Workers around the world, commemorate the struggles to win their rights and highlight the need to strengthen the rights of all workers on 1 May, in the capitalist economic paradigm that prevails. In Sri Lanka, trade unions, political parties, community based organisations will also celebrate International Workers’ Day on 1 May, with widespread publicly demands for better working conditions for all workers.
This year, Sri Lankan trade unions are planning to highlight the rights of women workers as part of the issues that will be raised in the workers’ rallies on 1 May. A number of trade union women members will be raising banners and placards focusing on women workers’ rights in Sri Lanka.

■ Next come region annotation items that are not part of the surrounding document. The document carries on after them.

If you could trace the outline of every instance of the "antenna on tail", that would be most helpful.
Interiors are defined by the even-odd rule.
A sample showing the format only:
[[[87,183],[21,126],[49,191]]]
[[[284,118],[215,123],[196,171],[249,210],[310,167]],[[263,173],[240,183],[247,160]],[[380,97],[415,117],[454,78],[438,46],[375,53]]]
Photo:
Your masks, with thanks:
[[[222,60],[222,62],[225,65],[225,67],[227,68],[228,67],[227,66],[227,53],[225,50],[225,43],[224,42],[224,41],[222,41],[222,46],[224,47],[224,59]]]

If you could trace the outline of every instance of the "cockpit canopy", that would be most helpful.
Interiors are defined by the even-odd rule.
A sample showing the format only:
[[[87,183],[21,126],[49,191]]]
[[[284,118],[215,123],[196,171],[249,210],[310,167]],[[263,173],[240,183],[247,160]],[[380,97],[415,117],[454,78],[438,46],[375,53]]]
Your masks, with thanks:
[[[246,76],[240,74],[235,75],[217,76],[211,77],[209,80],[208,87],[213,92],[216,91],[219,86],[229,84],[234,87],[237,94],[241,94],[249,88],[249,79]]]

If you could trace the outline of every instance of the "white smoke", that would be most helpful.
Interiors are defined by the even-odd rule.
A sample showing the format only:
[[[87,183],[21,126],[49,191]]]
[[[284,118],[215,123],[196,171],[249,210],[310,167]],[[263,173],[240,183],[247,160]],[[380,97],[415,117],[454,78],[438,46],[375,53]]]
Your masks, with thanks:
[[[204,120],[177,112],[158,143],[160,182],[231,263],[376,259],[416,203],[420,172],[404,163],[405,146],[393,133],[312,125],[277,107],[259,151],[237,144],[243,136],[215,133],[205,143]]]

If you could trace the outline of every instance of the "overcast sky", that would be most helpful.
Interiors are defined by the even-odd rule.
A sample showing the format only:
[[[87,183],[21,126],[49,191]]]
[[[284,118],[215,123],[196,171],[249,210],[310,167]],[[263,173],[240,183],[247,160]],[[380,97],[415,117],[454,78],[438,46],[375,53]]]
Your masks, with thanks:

This would be a unique event for public recognition of the economic and social value of women’s labour in all sectors of society.
In the recent past, there has been little recognition of the contribution of women who comprise 31.8% of the labour force. Should the economic value of women’s labour within households also be valued, undoubtedly, the assessment of the economic contribution of women’s labour would increase several fold.
Recognising and protecting the rights of women is an issue that needs to be addressed urgently, given that the country earns the bulk of its foreign exchange income through the labour of women in the plantation sector, in the free trade zone and through remittances of their earnings working in countries West Asia and in other parts of the world.
May Day should also bring into focus the rights of millions of women who perform critical economic activities in the informal sector where there is little or no protection of labour rights, adequate working conditions or worker safety regulations.
Recognising workers’ rights on May Day must include the rights of all working women in the formal industrialised sector, the home-based sector as well as the informal sector.